CPU成分を削いだGraphicsスコアを見てみると、こちらはRyzen 9 3950Xの方がリードする項目が増えている。NihgtRaidを除けば、ほぼ同値かRyzen 9 3950Xがリードした。先のCPUベンチマークやアプリケーションベンチマークの結果を考えると、AMD X570環境の方がバスの効率がよいというようにも見える。

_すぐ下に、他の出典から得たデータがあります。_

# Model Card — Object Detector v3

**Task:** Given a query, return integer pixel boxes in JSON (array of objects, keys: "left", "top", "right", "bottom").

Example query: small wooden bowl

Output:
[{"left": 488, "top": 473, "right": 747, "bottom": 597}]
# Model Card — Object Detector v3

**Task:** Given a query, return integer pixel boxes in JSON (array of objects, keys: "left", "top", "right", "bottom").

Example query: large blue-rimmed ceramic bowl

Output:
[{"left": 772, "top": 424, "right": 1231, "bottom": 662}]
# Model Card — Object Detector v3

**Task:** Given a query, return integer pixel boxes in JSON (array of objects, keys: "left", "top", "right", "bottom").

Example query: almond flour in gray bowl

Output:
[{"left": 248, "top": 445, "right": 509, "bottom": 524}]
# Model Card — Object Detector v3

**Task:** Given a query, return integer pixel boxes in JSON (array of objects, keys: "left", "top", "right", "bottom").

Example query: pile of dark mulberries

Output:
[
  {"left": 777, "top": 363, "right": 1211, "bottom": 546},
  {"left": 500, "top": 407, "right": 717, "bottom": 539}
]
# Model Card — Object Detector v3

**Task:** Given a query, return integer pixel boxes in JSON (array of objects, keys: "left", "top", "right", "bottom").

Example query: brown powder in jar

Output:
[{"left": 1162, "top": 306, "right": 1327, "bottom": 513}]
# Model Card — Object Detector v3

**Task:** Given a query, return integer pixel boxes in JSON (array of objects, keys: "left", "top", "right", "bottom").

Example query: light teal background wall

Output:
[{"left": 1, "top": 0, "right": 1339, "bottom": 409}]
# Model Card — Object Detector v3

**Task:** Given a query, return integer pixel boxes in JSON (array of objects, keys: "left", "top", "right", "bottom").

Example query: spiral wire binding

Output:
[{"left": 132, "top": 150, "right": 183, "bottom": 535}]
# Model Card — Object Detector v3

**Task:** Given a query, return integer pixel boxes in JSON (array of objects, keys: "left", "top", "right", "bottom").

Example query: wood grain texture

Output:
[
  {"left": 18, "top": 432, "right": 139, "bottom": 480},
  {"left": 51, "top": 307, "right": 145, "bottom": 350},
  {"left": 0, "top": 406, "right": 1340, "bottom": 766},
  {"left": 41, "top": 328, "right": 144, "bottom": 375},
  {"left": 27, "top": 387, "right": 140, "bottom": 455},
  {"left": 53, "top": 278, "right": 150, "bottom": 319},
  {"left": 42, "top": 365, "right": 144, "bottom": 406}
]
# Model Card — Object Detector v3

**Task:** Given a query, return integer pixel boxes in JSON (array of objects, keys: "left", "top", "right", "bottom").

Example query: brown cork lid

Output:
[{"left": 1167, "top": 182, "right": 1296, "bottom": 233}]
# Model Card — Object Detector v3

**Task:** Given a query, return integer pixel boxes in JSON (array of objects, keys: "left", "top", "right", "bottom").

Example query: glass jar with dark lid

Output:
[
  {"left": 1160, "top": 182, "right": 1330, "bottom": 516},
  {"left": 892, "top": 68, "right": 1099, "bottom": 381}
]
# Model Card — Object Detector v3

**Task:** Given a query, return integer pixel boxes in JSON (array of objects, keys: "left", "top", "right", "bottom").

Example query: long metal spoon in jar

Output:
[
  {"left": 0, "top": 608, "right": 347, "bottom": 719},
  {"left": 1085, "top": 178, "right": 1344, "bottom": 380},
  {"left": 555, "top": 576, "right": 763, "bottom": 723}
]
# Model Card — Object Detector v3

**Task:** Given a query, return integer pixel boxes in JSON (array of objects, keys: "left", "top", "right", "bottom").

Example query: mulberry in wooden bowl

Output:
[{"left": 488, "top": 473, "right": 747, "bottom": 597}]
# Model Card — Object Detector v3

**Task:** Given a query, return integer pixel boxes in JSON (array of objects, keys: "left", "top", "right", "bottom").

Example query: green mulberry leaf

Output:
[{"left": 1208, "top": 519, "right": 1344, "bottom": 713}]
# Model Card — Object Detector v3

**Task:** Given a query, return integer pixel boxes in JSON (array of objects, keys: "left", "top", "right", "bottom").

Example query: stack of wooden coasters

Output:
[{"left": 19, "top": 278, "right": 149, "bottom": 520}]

では、3D性能はほぼ同じとして、ゲームベンチマークで3Dゲーミング性能に違いが現れるのか調べてみよう。FINAL FANTASY XV WINDOWS EDITION ベンチマーク、Red Dead Redemption 2、Tom Clancy's Ghost Recon Wildlands、Tom Clancy's Rainbow Six Siegeの4つのタイトルのビルトインベンチマークで計測している。
まず、最も重いFINAL FANTASY XV WINDOWS EDITION ベンチマークからだ。各プリセットで見るとどれもCore i9-9900Kのほうが若干高いスコアになる傾向だ。GeForce RTX 2080 Tiを組み合わせていることもあり、映像で見る限りほとんど差がないが実際のフレームレートには違いがあるかもしれない。
ここからは、フレームレートで結果が出るベンチマークだ。次に重いのがRed Dead Redemption 2のウルトラ画質で、高解像度ほど差が小さく、低解像度ほど差が大きいのは当然として、比率に直すと3つの設定ともRyzen 9 3950XはCore i9-9900Kの85%前後というわりと明確な一定の差になる。比較的CPU側がボトルネックになりやすい低解像度でも同じということは、CPU自体の性能でついた差のようには見えない。最適化やエンジンのクセが影響しているのではないだろうか。
次のTom Clancy's Ghost Recon Wildlandsも、全てCore i9-9900Kの方が高いフレームレートを記録した。しかし、比率で見ると各設定ともRyzen 9 3950XはCore i9-9900Kの97%差前後で一定している。
そしてTom Clancy's Rainbow Six Siegeだ。傾向としてはこれまでと同じで、Tom Clancy's Ghost Recon Wildlandsに最も近い。これも比率では各設定とも96%の差でほぼ一定となる。軽量であるほどCPUの差が出やすいのがセオリーだが、CPUの差というよりはプラットフォームの差であるように思える結果だ。
ここまでのように、ゲームにおいてはまだ若干、Intelプラットフォームに対してビハインドがある。ただ、今回のようにハイエンドGPUを組み合わせたシステムならば、十分なフレームレートが出ているのでそこまで問題にならない。
1つ気になるのは、ギガスレッド、ゲームと同時に配信やエンコードを行うような場合はRyzen 9 3950Xのメリットが大きいものの、ゲーム単体でこのコア数が効いているようには見えないことだ。
一般的なゲーム用途であればやはり8コアまでで十分だろう。もちろん16コアというのはロマンであり、コア数はそのPCの可能性を広げる。今はゲーム単独で遊んでいても、いずれゲーム配信、3D/映像制作もしたくなったときに、8コアでとどめていたら買い換えが必要になるかもしれない。
PCの購入を検討するとき、今の自分の用途に対してプラスαを見積もった方が幸せになれるのはここに理由がある。しかも、Ryzen 9 3950Xはさらにコストのかかるエンスージアスト向けプラットフォームではなく、(高価ではあるが)メインストリームプラットフォームでそれを実現できる。